The human scooted to get away, dangled over the edge of the seat until a stiletto pump reached the floor. Thankin’ me, she scuttled away. A gaggle of females waited for her near the cafeteria exit.
“Ya certainly didn’t make her feel any better,” Wizper said. “Don’t go into politics. Or any social arts.”
What was I supposed to tell her? And what are social arts? Maybe a guy who knows what those are.
“Consider the worst,” Wizper quoted. “What kind of idjit are ya?”
That was cold.
“Maybe a little harsh, sweetie,” Darshee said to Wizper.
“People want to hear that things are gonna be great,” Wizper said. “That’s why the Chicken Littles are attached to the news stations by their frontal lobes. They can’t get enough doom and gloom.”
“Ya would have me lie to her?” I asked.
She snorted. We ogres love to snort.

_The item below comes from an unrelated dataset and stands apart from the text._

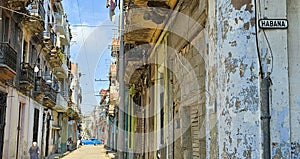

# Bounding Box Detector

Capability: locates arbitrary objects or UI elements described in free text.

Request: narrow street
[62,145,113,159]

They echo well in our snouts. “Are ya a deity or something, all knowin’? It would only be a lie if ya are. Otherwise ya comfort the simple minded.”
“Definitely harsh,” Darshee said.
This wasn’t Wizper’s normal attitude. She usually preferred light topics and takin’ the high road. Darshee is usually the one to speak harsh realities. I peered at her for her take.
“That accept the worst stuff,” she said, “came from yar papa, huh?”
I nodded.
“That’s a patient ogreish attitude,” she said softly. “Humans like red cherries and cream toppin’.”
I think I understood what she meant. It dawned on me that we ogres are truly superior to humans, or only think we are. Neither helped the current situation.
~ Nuel ~
I hung up the phone, a bit of shock frilling through my shoulders. I’ve done a bit of volunteer work for the Northern Council, but I didn’t think anyone even knew my name. To get a call. That someone happened to have heard I was taking a vacation with a friend who just happened to live in the right neighborhood, struck me—more than a little freaky.